Чуть ли не впервые пишу письмо днем. Вы читаете все это и думаете, конечно, Сашко пребывает в горячечном бреду. Вам делается жаль меня, или нет? Вы думаете с подозрением не задумал ли Сашко какую-нибудь гадость. Ныл, плакался, скулил и вдруг — на тебе!
Нет, Олеся, все очень просто. Сегодня я проснулся утром часов в десять и впервые за какие-нибудь двадцать пять дней почувствовал себя здоровым. Провались я на этом месте, если вру или ошибаюсь! Сегодня я начинаю... Что? Писать сценарий. Какой? «АРСЕНАЛ». Леся, до сего дня я не написал ни одной строчки. Вы представляете, что я переживал и ощущал. Сегодня, солнышко мое лохматое, я начал писать. Завтра будет готова первая часть, послезавтра — вторая и... Вот что будет, если, конечно, меня вечером снова не повалит. Ну, тогда беру свои слова назад. Нет, не может быть. Правда, Олеся, правда!
Принесли мне Вашу телеграмму. Леся, милая, доброго утра! Кричу Вам в Москву. Олеся, очень странная у меня комната. Когда я кричу, в комнате страшно резонируют трубы для отопления. Это мне очень нравится, милые трубы, и очень я вас люблю.

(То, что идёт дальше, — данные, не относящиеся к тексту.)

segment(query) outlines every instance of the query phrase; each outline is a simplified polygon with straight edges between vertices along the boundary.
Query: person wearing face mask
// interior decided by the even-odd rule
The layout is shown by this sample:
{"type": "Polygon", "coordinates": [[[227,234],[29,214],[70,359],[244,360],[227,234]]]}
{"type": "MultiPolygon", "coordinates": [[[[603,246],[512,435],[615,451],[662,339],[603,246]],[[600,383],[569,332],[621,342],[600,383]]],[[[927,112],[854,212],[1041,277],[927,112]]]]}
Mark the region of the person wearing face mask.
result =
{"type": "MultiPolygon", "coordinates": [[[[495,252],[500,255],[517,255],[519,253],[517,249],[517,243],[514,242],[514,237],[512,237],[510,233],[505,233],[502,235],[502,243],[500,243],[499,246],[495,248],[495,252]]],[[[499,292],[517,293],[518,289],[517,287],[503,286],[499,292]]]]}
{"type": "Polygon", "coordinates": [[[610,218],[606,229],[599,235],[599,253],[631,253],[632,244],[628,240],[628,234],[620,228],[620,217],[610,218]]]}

Сегодня я пойду в город и куплю много апельсин, яблок, красных, желтых, лимонов и несколько бутылок красивых с вином. Хочется купить еще несколько цветных тряпок. Пусть все это будет в комнате.
На двери повешу записку: «Если я не отвечаю на стук, значит я: а) работаю, б) думаю, в) сплю, д) умер, е) отдыхаю, Е) пишу Олесе».

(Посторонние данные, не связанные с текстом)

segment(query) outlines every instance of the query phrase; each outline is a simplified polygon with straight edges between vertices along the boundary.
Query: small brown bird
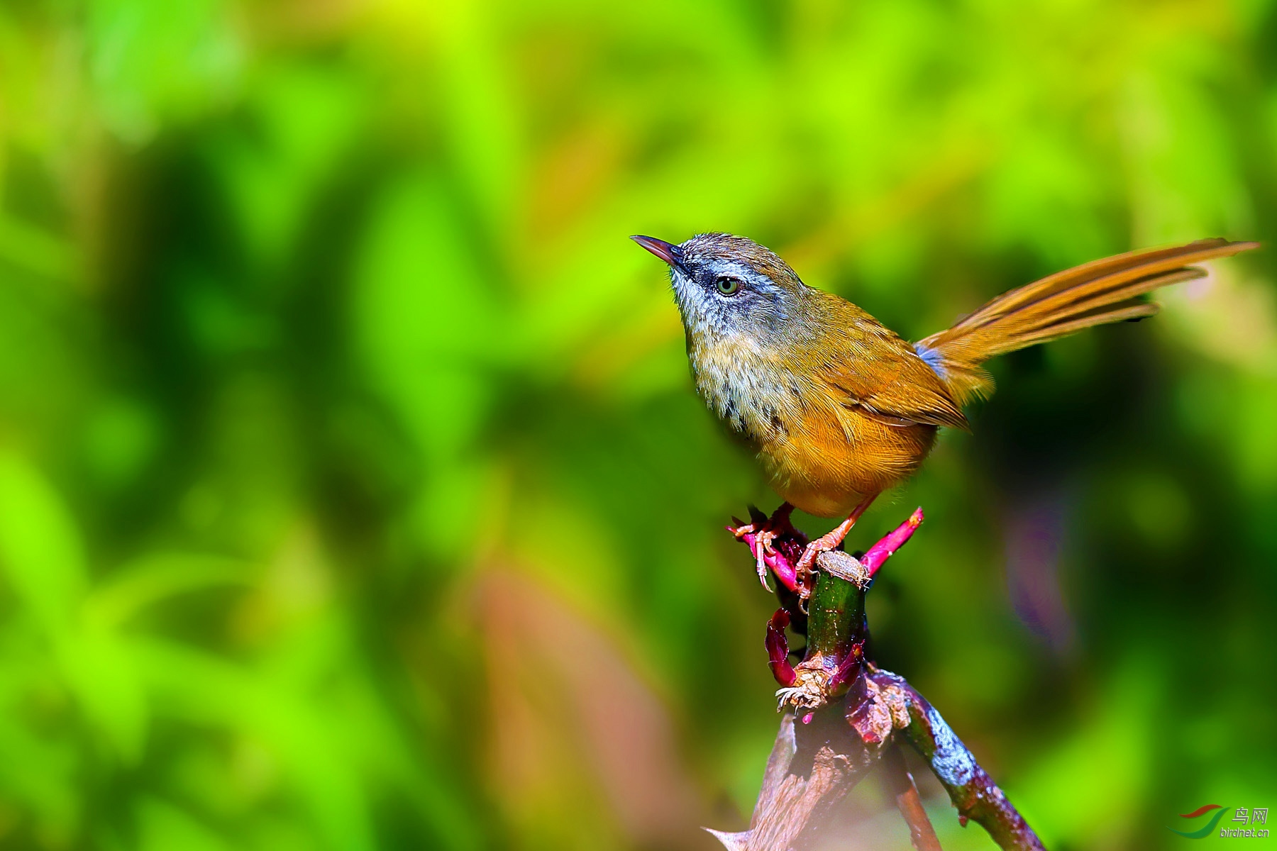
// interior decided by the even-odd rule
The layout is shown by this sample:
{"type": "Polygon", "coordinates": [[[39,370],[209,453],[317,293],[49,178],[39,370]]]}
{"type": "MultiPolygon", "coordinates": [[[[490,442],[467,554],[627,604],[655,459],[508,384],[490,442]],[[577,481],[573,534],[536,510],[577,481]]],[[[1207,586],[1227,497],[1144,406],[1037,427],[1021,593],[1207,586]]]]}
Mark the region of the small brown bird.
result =
{"type": "Polygon", "coordinates": [[[962,406],[992,389],[981,369],[986,360],[1151,316],[1158,306],[1142,296],[1204,276],[1193,263],[1258,245],[1213,239],[1093,260],[908,343],[856,305],[808,287],[744,237],[701,233],[682,245],[631,239],[669,264],[696,389],[757,449],[785,500],[769,528],[746,528],[767,544],[794,507],[847,518],[807,546],[801,572],[842,544],[879,494],[918,468],[940,426],[968,427],[962,406]]]}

Олеся, пишите мне. Я хочу Вас видеть. Мы где- то близко друг возле друга. Правда? Не грустите, Олеся. Держитесь! Держитесь, малышка, у нас еще многое впереди.
Поднимаю Вас на руки. И целую хорошо, хорошо. Вот так.
САШКО
Довженко А. Письма / Публикация И. Гращенковой // Экран и сцена. 1993. № 52 (30 декабря).